A spotlight on community counselling
A life-limiting diagnosis can turn your world upside-down. Coming to terms with a loved one’s illness and end-of-life care can be world-shattering for families too.
Our community counsellors provide registered Victoria Hospice patients and families with emotional support and strategies to help people live as well as they can throughout their end-of-life journey.
Leanne Drumheller recently joined our team of three community counsellors. “My role is to meet patients and families in all their humanity. To be present. To bear witness to their suffering and to their joy,” she says.
“It’s an honour to be invited into peoples’ lives as they face terminal illness, that they trust me and they let me in. It can be a profound invitation to support people to really experience themselves.”
So many of the comforts and ways to cope with end-of-life just aren’t possible during the pandemic, and that places extra strain on patients, Leanne says.
“When people know they’re terminally ill, they want to take care of last bucket list items like travelling adventures or seeing loved ones on another side of the world. Even closer to home, it’s a time for social gatherings, having people over for dinner, that kind of thing. The pandemic adds a layer of grief. People are much more isolated now.”

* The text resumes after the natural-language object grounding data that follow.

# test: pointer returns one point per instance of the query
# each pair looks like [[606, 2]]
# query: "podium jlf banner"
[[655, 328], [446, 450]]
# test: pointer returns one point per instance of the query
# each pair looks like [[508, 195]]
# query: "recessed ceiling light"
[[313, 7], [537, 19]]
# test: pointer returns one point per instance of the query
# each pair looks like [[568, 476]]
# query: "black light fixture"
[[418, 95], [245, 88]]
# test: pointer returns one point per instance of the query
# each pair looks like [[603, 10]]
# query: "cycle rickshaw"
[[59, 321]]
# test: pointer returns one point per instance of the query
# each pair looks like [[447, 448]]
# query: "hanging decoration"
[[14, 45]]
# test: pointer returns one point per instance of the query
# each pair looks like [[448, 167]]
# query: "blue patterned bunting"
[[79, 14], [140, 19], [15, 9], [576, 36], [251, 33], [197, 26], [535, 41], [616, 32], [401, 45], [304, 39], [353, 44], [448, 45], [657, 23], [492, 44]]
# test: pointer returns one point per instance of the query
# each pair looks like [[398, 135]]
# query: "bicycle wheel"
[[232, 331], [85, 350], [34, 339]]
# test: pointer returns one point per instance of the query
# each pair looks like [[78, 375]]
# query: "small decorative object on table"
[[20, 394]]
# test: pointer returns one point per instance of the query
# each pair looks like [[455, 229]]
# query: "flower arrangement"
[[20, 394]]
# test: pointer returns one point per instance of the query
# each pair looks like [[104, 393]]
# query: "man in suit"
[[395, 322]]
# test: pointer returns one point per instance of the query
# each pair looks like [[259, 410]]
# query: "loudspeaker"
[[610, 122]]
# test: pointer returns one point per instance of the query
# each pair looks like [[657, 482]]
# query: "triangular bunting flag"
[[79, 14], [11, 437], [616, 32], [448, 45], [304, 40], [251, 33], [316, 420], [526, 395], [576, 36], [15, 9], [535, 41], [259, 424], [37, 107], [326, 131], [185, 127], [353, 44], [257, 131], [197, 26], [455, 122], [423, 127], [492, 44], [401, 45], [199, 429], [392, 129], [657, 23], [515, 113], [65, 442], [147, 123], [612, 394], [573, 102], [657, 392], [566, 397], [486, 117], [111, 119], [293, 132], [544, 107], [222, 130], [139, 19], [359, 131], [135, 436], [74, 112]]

About half of the community counsellors’ clients are patients and the other half are family members who often experience caregiver burnout and isolation.
“Feeling all alone while facing losing the person you love the most is so painful,” Leanne says.
Our counsellors are supporting people over the phone and through video chats, but Leanne says she misses the kind of connection you can make with being physically present. “We pick up so much care and attention with touch and nonverbal communication.”
Occasionally people will ask if Leanne finds the work to be gloomy. On the contrary, she says.
“This profession is a constant reminder to live. Our clients could just as easily be us. Death and dying can come when we least expect it but one thing we know for sure – it is coming.”